A field goal crossbar is the same height as a basketball hoop. That’s meaningless information unless you are a kid who wants to kick field goals, doesn’t have goal posts in the yard, but does have a basketball hoop.

I was that kid.

I was never going to play football. For one, I had a seizure disorder, which precluded me from playing contact sports, but besides that, the more realistic limitation was that I was small. Short and skinny. If I had a football career, I imagine it would consist largely of being tackled, not of tackling.

Regardless, I was a teenage boy in the Midwest, and I wanted to play. So, I felt I had two options: waterboy, or field goal kicker. I opted for trying to become a kicker.

Consistently Bad

My dad and I built a little tee to hold the football for me, and I marked out different spots in my yard for where an extra point attempt would be, 25-yarder, etc. And I kicked. 

I kicked after school. On the weekends. With friends or by myself. I was out there kicking. Thousands of kicks.

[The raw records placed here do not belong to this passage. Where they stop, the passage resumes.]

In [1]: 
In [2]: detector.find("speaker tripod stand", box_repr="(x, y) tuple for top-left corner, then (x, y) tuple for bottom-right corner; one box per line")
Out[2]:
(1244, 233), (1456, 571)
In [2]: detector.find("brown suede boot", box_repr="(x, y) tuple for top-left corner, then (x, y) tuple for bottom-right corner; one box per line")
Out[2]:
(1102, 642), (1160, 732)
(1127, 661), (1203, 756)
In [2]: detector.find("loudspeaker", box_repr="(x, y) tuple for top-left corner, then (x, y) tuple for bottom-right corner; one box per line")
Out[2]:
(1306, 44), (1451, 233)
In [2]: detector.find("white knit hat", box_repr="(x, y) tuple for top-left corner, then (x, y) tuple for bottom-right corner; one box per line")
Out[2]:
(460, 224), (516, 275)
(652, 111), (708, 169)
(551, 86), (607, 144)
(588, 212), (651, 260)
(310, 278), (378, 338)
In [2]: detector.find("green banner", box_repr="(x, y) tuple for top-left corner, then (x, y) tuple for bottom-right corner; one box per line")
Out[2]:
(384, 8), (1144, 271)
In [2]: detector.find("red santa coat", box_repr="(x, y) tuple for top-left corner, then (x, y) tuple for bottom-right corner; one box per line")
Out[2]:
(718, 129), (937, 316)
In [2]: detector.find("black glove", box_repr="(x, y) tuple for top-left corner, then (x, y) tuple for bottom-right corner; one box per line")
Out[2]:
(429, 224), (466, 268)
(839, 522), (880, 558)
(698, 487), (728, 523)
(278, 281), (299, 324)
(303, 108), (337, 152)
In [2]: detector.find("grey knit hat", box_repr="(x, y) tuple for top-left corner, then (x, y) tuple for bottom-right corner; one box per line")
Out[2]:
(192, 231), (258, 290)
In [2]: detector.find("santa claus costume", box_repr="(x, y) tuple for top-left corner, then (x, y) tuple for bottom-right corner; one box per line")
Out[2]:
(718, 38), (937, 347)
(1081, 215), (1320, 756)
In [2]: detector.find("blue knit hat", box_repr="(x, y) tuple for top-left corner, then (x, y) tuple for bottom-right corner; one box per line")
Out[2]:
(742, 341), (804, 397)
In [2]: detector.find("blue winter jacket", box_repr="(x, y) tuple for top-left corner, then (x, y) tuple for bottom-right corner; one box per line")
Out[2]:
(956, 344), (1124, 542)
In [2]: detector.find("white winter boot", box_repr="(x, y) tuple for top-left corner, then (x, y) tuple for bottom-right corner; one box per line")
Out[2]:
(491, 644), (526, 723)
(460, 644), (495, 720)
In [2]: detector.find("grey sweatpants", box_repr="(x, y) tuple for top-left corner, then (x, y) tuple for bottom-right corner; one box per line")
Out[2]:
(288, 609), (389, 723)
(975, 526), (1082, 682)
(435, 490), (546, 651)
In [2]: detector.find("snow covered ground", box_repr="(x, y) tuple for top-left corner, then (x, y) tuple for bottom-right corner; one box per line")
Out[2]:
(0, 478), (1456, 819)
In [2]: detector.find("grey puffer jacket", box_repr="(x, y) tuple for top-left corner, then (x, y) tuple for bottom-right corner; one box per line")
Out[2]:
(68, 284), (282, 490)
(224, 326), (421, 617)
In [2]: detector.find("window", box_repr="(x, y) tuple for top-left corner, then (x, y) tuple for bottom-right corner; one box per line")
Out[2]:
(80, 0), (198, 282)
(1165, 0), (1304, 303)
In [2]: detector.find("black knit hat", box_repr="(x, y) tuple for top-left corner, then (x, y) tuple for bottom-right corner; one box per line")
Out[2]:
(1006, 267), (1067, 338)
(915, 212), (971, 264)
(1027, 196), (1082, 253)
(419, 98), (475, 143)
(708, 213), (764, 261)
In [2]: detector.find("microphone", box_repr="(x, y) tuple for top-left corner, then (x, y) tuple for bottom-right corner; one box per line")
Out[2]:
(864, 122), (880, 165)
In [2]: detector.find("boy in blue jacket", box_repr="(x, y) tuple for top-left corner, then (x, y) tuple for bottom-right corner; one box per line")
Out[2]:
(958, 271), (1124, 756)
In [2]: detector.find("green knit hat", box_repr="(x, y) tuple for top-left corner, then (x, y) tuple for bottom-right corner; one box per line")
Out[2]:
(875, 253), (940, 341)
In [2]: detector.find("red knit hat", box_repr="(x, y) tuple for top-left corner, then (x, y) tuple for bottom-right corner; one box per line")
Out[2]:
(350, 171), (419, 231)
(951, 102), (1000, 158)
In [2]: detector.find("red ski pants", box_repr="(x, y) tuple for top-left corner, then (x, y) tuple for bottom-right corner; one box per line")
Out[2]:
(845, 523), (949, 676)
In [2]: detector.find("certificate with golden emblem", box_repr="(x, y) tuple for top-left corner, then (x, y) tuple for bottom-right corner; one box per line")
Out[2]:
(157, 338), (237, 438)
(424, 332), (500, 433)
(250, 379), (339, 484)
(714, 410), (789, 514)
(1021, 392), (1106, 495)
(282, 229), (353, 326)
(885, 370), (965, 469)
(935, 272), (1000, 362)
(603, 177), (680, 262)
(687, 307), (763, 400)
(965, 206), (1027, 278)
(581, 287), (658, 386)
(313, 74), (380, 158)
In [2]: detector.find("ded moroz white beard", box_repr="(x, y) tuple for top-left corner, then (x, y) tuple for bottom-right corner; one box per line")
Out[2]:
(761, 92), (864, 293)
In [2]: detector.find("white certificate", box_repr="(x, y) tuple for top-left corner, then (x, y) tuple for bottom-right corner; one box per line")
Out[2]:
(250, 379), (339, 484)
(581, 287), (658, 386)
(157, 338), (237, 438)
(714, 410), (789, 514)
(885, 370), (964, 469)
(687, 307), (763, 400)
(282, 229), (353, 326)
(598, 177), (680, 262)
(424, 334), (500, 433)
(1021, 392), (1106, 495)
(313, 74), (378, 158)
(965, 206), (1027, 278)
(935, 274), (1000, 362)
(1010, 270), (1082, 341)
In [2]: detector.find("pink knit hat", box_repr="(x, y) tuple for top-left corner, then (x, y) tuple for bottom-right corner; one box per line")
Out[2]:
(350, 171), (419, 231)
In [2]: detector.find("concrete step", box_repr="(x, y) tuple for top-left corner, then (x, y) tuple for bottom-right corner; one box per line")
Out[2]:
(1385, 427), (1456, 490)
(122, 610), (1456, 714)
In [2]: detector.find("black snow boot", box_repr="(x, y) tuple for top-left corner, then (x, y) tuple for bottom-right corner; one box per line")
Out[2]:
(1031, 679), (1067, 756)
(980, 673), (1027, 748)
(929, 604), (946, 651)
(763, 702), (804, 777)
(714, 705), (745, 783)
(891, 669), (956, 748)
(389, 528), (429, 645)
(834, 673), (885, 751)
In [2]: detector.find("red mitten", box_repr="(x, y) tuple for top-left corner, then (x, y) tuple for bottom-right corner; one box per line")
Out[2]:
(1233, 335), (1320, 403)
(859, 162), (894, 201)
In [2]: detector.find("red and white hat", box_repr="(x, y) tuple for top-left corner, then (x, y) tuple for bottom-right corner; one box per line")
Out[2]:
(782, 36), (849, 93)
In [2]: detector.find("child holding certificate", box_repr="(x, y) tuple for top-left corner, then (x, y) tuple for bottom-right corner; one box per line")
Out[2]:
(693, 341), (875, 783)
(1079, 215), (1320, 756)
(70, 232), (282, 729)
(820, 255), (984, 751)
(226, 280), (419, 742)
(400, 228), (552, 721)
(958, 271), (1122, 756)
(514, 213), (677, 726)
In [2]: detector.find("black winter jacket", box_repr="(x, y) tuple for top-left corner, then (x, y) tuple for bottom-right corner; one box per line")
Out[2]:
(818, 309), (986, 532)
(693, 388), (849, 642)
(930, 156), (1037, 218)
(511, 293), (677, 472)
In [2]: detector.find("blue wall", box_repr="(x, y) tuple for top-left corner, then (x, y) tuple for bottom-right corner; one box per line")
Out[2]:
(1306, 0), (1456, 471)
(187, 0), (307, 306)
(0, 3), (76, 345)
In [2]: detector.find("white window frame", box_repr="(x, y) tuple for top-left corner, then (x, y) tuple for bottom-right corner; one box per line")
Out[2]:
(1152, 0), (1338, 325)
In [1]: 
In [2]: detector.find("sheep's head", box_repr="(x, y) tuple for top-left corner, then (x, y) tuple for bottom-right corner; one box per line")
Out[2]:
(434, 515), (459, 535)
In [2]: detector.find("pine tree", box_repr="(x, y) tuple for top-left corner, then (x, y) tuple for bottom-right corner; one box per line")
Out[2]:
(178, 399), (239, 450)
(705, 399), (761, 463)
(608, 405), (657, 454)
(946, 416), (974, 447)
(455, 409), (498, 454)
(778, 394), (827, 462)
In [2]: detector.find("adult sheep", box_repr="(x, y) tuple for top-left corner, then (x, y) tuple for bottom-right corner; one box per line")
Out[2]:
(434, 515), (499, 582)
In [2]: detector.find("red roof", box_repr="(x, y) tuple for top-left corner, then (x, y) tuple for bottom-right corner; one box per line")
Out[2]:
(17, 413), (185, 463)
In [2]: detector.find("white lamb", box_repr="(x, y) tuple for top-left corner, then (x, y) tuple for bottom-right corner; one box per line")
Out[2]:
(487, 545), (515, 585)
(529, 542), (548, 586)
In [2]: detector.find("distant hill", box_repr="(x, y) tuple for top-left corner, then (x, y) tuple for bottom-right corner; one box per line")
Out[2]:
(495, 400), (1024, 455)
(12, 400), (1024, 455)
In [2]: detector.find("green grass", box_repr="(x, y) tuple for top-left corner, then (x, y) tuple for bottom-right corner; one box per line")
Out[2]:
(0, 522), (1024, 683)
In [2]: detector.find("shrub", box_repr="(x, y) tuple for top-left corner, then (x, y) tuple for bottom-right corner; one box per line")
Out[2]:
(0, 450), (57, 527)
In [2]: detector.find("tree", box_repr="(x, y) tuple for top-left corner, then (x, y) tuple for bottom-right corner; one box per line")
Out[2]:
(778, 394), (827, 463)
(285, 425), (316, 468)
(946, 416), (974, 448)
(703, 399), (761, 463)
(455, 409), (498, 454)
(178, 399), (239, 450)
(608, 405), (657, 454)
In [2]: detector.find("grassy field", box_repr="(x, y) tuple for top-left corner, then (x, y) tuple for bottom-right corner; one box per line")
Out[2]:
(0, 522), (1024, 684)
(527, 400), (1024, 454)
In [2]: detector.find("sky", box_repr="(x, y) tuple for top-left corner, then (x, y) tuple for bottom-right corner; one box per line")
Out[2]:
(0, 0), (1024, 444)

Despite my efforts, my kicks weren’t very consistent. Well, I suppose they were—consistently bad. I didn’t kick very straight. And they weren’t very far. At all. They were embarrassingly not far. They’d often land in my mom’s dogwood tree or dangerously close to the windows. 

I was a kicking menace. 

But every once in a while I’d get a hold of one. High arc, good distance (for me at least). And man, that felt good. So I’d kick more. 

The more I kicked, the more I liked kicking. Not because I was good at it, but because I stopped caring if I was good or not.

The Unambiguous Outcome

Somewhere relatively early in my kicking adventures it became clear that I wasn’t going to be a field goal kicker. Not due to lack of effort—I practiced harder at it than I did at most other things as a sixteen-year-old. But it just wasn’t in the cards. It was out of my reach.

I kept kicking anyway, and not because I thought if I just worked hard enough I’d get there. It wasn’t persistence. It was a genuine mental shift that allowed me to keep kicking despite knowing I wasn’t any good.

I didn’t choose to detach from my goal, or stop caring about the outcome of my kicks, but the unambiguous outcome of my kicks changed my relationship with kicking. I wasn’t good at it, but I still liked doing it.

The goal was gone, but my affection for the activity remained. 

Not a Decision

There’s a difference between deciding not to care about results and arriving there. When a goal becomes unreachable, that’s not always because the effort wasn’t there. Sometimes the constraints were invisible until you were deep enough in to see them. You simply couldn’t have known from the outside.

But what if along the way you’ve come to enjoy the process? Is it practical to keep working if the goal is unattainable? If not, does that matter? Does it have to be useful?

When the activity stops being about progress, maybe the mind lets us reorganize the effort around enjoyment. Not through force, but because there’s nothing else to do with it. Stop doing it, or find a new reason. 

Saturday Afternoons

At some point, you’ve probably been told to “enjoy the process”. But that’s not easy if significant obstacles exist between you and your goal. Reflecting on my field goal kicking “career” made me realize that enjoyment might emerge as a downstream effect, not where we begin. In my case, it was forced detachment from the goal. Not by me, but by reality. 

When the goal drifts out of reach, that can feel like defeat, but it can also be a chance to redefine our relationship with the effort. My sixteen-year-old self had to accept that I wouldn’t be out there under the Friday night lights, but there was a pretty good chance I’d be out there in my front yard kicking away on Saturday afternoon.

As always, thanks for reading. I’m truly happy you’re here.